Les situations sont fort diverses et le mélange est parfois source de confusion. Ainsi, le massacre de la place Tienanmen par Deng permet le passage à l’économie de marché. Quand Mao réprimait, c’était au nom des ouvriers, dit l’auteure, en opposition à l’embourgeoisement du parti communiste, alors que Deng demandait aux travailleurs de renoncer à leurs avantages et à leurs privilèges, à la sécurité de l’emploi et à la protection sociale.  En Afrique du sud, l’ANC a remplacé l’apartheid par d’autres chaînes.  L’ANC a adopté des politiques qui creusent les inégalités, aggrave le problème de la criminalité. Les Sud-africains ont le droit de vote, bénéficient des libertés civiles mais sur le plan économique, l’Afrique du Sud est l’un des pays où les inégalités sont les plus prononcées. Les dirigeants russes, toujours conseillés par les économistes de l’école de Chicago, choisissent les mêmes politiques économiques que Pinochet au Chili. En ce qui concerne les pays ex communistes, l’idée générale est que  l’après communisme est pire que le communisme. Les nouvelles barrières n’appartiennent plus au monde du goulag, mais à celui des loges de luxe dans les stades, les sections non-fumeurs, les barrières anti-bruit le long des autoroutes, les zones de sécurité dans les aéroports, les résidences protégées.  Elles font ressortir les privilèges des nantis et l’envie des démunis.

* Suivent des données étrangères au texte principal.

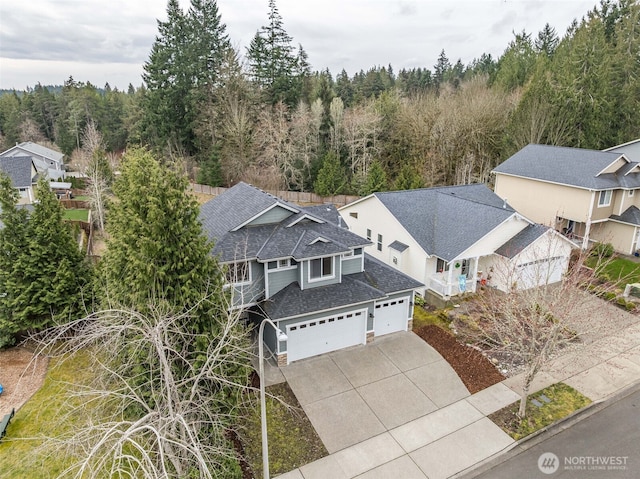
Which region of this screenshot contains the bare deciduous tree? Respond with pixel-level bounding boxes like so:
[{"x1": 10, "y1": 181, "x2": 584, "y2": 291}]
[
  {"x1": 459, "y1": 241, "x2": 620, "y2": 418},
  {"x1": 32, "y1": 294, "x2": 251, "y2": 479}
]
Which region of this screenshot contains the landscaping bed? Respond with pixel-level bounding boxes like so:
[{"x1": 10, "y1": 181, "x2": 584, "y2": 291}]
[
  {"x1": 238, "y1": 381, "x2": 327, "y2": 479},
  {"x1": 489, "y1": 382, "x2": 591, "y2": 440},
  {"x1": 413, "y1": 324, "x2": 505, "y2": 393}
]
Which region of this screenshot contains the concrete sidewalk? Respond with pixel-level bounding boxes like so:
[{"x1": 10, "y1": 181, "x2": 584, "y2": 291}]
[{"x1": 274, "y1": 320, "x2": 640, "y2": 479}]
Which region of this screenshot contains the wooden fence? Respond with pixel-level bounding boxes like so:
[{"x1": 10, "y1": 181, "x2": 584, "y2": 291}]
[{"x1": 189, "y1": 183, "x2": 361, "y2": 207}]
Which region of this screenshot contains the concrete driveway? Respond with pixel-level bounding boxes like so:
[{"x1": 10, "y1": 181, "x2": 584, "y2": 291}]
[{"x1": 281, "y1": 331, "x2": 470, "y2": 454}]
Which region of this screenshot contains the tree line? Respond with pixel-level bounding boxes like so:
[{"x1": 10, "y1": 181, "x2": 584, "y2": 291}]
[{"x1": 0, "y1": 0, "x2": 638, "y2": 195}]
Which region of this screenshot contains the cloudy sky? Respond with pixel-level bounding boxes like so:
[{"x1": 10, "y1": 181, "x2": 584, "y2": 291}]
[{"x1": 0, "y1": 0, "x2": 597, "y2": 91}]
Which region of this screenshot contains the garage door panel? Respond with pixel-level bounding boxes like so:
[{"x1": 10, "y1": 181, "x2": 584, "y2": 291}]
[
  {"x1": 374, "y1": 296, "x2": 410, "y2": 336},
  {"x1": 286, "y1": 310, "x2": 367, "y2": 363}
]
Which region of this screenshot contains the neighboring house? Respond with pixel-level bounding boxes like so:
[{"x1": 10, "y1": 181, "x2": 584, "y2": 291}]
[
  {"x1": 339, "y1": 184, "x2": 573, "y2": 299},
  {"x1": 493, "y1": 143, "x2": 640, "y2": 254},
  {"x1": 605, "y1": 138, "x2": 640, "y2": 163},
  {"x1": 0, "y1": 141, "x2": 65, "y2": 180},
  {"x1": 199, "y1": 182, "x2": 423, "y2": 365},
  {"x1": 0, "y1": 156, "x2": 37, "y2": 204}
]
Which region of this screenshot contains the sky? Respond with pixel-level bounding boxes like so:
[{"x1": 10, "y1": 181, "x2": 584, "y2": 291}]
[{"x1": 0, "y1": 0, "x2": 598, "y2": 91}]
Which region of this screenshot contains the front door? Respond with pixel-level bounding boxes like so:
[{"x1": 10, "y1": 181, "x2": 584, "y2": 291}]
[{"x1": 461, "y1": 259, "x2": 470, "y2": 278}]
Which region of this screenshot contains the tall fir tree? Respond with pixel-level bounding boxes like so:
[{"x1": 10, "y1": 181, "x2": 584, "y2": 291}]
[{"x1": 0, "y1": 176, "x2": 90, "y2": 347}]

Les désastres se traduisent par des profits si spectaculaires que de nombreux citoyens de la planète en concluent que les riches les ont provoqués. Ainsi les attentats du 11 septembre auraient été provoqués pour que les Etats-Unis entrent en guerre au Moyen Orient. Louis Farrakhan, le prophète musulman  d’une nation noire noir suggère qu’on a fait sauter les digues pendant le cyclone Katrina pour détruire la partie de la ville où vivaient les Noirs et garder au sec celle où vivaient les Blancs. Au Sri Lanka, le tsunami aurait été causé par des explosions sous-marines déclenchées par les Etats-Unis pour pouvoir envoyer leurs troupes en Asie du sud-est. Naomi Klein rejette ces aberrations. Il n’y a pas complot. Le capitalisme s’est seulement transformé en machine à traquer les crises pour en profiter. Ainsi le capitalisme israélien est le grand vainqueur du désastre de la région. Il domine sur le marché de la sécurité. Mais parfois la stratégie du choc ne marche pas, comme après les attentats de Madrid en 2004 qui ont été suivis par la défaite d’Aznar.

Une théorie se vérifie en se frottant aux questions, aux faits, aux contradictions. Le système construit par Naomi Klein devient dogmatisme sans nuance.  La destruction des Tours jumelles est-elle l’œuvre des terroristes islamistes. Etaient-ils aux ordres de Washington ? La guerre des Malouines a été allumée par l’invasion du territoire par les militaires au pouvoir. Aux ordres de Londres ? Elle s’est terminée par la fin du pouvoir militaire en Argentine. Les syndicats de mineurs étaient divisés face à Thatcher. Scargill et le jusqu’auboutisme ont joué un rôle important dans leur défaite. Scargill était-il manipulé par Thatcher ? On ne retient pas que les sorties de dictature permettent  de lutter plus efficacement contre les injustices. On oublie les millions de gens qui sortent de la pauvreté. On omet le fait que les zones où le système capitaliste domine est aussi celui où les pays vivent en paix les uns avec les autres, où les peuples sont le mieux protégés contre les catastrophes et les épidémies. La victoire d’Obama ou de Hollande contre les pires conservateurs reste inexpliquée. Pourtant, les peuples ont préféré des systèmes de santé et de protection sociale contre le capitalisme sans régulation.  Et Lula au brésil ? Chavez ? Bachelet, Kirchner ? Morales en Bolivie ? Rafael Correa en Equateur ?

Confusion aussi dans les solutions alternatives. Le non à l’Europe en France en 2005 : est tantôt une victoire contre l’Europe capitaliste, tantôt une victoire du chauvinisme. Elle définit le nationalisme ainsi : des populations fières, qui se sentent humiliées par des forces étrangères, cherchent à rebâtir leur amour-propre national en prenant pour cible les plus vulnérables. Naomi Klein loue le travail social du Hezbollah. Certes, les fonds distribués sont iraniens, mais l’organisation mène un travail communautaire efficace. Les autres modèles de résistance sont plus classiques : les échanges de médecins cubains contre le pétrole vénézuélien. L’Equateur qui quitte le FMI. Le travail communautaire en Thaïlande après le Tsunami. Partout des exemples de travail communautaire, en Inde, en Amérique du Nord.

Comment expliquer le succès d’un tel livre ? Comment expliquer l’influence persistante des écoles de pensée du Monde diplomatique ? Risquons une hypothèse. Le capitalisme est tout puissant et ne peut pas être combattu sur son terrain. Il faut donc se replier là où des victoires sont possibles : les luttes locales, particulières, régionales, ou nationales. Travail communautaire, économie solidaire, associations spécifiques. Ce travail n’est certes pas à négliger ou à mépriser. Il construit des solidarités et des citoyennetés. Il permet à des millions écartés des élites, privés de formation initiale,  de trouver une formation continue et de prendre des responsabilités. IL n’en reste pas moins que la social-démocratie affronte le pouvoir au plus haut niveau : celui de l’État, des organisations mondiales, de l’Europe. Là où c’est bien évidemment le plus difficile.